When he started out in the industry, Waterman says he couldn't believe his luck that he was in it. "We couldn't believe that someone was paying us eighty quid a week to do something that we would've done for nothing, which was listening to music all day, talking to artists and going into the studio. That's the bottom line. We knew we had to give a product. If you didn't sell records you were out of business. We grew up on music as part of our livelihood. We were just happy to be playing records. Now it's groovy to be in the record industry, but it wasn't when I came into it in 1970. We were classed as fairground barkers, and that's the truth!"

With the recent re-releases of Kylie Minogue's LPs Kylie, Enjoy Yourself, Rhythm Of Love and Let's Get To It, Waterman's presence can still be felt. "Pop music goes in trends, in cycles. At the moment the Americans are dominating the market, but I've seen this all before. When we came into the marketplace, before Kylie, we were constantly being told that singles were dead. We signed Kylie because we thought we could break that artist. It's not fanciful to say that none of us understood the power of Neighbours."

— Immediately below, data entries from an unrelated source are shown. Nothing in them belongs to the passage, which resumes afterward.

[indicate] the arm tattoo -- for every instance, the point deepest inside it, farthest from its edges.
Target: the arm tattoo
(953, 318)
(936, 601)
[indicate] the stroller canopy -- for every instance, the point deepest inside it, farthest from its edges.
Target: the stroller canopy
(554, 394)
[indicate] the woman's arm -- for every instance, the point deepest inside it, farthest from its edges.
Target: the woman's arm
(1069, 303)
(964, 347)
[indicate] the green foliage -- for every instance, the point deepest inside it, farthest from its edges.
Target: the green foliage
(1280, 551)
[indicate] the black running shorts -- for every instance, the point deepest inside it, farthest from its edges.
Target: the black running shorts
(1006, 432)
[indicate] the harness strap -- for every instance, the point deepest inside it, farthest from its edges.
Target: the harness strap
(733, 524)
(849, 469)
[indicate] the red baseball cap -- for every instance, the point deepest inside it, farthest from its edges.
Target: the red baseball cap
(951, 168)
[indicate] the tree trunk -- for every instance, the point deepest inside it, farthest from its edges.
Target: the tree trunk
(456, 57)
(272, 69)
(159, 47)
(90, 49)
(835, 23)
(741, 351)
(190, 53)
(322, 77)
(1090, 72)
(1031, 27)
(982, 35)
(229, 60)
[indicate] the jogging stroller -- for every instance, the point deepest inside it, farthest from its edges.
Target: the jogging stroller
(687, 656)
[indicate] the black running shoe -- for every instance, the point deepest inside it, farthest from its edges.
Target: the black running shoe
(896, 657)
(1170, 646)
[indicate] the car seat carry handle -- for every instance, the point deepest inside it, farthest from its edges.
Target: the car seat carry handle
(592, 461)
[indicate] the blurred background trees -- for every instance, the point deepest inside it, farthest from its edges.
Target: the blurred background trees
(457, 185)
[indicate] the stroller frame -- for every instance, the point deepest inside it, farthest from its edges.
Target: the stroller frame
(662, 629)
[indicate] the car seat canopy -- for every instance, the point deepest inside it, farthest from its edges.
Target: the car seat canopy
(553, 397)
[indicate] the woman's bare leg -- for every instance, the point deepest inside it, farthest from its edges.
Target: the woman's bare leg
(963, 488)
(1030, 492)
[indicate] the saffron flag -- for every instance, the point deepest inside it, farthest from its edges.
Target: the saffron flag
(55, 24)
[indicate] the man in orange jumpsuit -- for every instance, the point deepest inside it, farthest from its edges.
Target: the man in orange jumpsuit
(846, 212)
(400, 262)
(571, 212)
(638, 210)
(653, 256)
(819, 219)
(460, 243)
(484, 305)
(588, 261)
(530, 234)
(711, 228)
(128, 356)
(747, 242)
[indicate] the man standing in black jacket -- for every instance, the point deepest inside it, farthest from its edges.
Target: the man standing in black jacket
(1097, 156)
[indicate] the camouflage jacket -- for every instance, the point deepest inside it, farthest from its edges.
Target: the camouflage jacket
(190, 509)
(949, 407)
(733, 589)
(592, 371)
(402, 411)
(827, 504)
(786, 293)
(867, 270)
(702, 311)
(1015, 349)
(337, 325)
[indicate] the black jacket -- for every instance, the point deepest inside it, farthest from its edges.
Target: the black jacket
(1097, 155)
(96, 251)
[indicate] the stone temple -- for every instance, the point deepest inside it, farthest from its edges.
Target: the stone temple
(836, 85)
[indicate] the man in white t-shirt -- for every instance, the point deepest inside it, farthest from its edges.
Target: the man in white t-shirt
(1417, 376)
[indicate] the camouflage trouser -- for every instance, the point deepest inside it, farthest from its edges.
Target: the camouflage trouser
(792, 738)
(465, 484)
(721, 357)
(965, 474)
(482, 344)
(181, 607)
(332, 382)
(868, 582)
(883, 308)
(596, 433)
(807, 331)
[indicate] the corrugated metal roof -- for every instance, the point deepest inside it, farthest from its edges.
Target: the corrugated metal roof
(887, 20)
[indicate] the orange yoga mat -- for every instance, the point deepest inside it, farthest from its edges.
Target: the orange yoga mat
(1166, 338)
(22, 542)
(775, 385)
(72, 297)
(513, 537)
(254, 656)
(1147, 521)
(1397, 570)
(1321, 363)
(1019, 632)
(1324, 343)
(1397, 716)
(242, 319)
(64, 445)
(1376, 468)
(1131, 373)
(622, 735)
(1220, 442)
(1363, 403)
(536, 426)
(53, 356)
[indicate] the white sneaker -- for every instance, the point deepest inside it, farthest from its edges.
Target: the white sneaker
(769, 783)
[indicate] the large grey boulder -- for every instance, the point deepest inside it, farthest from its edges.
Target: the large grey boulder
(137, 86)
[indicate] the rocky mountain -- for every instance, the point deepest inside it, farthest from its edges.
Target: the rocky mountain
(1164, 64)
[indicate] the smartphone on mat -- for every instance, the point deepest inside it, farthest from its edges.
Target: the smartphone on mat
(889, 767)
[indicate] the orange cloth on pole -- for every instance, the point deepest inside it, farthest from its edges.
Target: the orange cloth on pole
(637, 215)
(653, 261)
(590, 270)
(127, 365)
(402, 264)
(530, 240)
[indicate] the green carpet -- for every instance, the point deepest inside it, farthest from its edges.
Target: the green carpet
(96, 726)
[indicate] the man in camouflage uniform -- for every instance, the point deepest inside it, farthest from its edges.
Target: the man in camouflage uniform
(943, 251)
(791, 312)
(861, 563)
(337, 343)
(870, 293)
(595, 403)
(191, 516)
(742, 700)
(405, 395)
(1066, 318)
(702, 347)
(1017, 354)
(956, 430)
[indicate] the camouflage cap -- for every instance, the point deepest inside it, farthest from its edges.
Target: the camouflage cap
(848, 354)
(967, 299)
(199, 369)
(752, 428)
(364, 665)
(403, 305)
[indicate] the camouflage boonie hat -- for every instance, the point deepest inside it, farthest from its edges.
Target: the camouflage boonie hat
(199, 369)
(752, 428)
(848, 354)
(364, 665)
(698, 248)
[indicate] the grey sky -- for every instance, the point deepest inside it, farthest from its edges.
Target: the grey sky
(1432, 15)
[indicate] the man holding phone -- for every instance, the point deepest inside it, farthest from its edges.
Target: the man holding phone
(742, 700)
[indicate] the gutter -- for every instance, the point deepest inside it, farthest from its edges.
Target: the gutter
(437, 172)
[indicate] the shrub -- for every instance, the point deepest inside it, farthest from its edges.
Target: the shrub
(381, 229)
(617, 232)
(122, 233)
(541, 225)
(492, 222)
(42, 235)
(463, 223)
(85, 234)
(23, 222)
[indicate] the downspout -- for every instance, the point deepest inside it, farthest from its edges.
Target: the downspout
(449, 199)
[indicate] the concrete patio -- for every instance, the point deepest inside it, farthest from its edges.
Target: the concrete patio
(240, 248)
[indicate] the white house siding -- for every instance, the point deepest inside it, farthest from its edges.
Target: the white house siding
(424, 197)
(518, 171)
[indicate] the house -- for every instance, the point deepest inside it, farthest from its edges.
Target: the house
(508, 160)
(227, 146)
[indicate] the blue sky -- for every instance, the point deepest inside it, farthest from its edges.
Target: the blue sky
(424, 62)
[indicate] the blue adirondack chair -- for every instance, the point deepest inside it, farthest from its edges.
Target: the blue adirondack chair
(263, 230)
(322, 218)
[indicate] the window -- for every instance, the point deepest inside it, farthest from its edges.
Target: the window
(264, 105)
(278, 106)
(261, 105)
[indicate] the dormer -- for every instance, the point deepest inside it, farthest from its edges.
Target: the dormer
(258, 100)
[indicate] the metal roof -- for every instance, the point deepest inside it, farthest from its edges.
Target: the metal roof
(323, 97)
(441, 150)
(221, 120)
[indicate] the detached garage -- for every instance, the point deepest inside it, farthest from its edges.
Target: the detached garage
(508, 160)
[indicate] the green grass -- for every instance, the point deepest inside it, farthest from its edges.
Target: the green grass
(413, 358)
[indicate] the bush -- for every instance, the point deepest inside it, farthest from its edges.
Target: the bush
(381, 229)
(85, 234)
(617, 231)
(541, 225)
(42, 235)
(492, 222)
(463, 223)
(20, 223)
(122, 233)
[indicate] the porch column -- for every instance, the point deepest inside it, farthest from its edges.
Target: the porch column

But can an artist be over-exposed? "Yeah, I think they can, but in the singles market, where it was so competitive, if you could keep a single alive for six or seven weeks, that's the most you could do. Some artists now have three records in the charts. That was impossible back in my day. If you were really lucky you got 10 weeks, and that was a big record if you got that."

He laments that there's no clamour for the product today, and says "what we've lost now is the physical stuff. It's interesting to me that everybody's now talking about vinyl coming back, because it's an ownership thing. You own vinyl, but you don't own a download".

Yet music will forever remain Waterman's life blood and he'd never be able to turn his back on it. "Never," he says. "I love the business when it goes like this. You can't pack in music when it's in your blood. I'll pack it in when I shuffle off this mortal coil and not before because it is still the most incredible thing there is."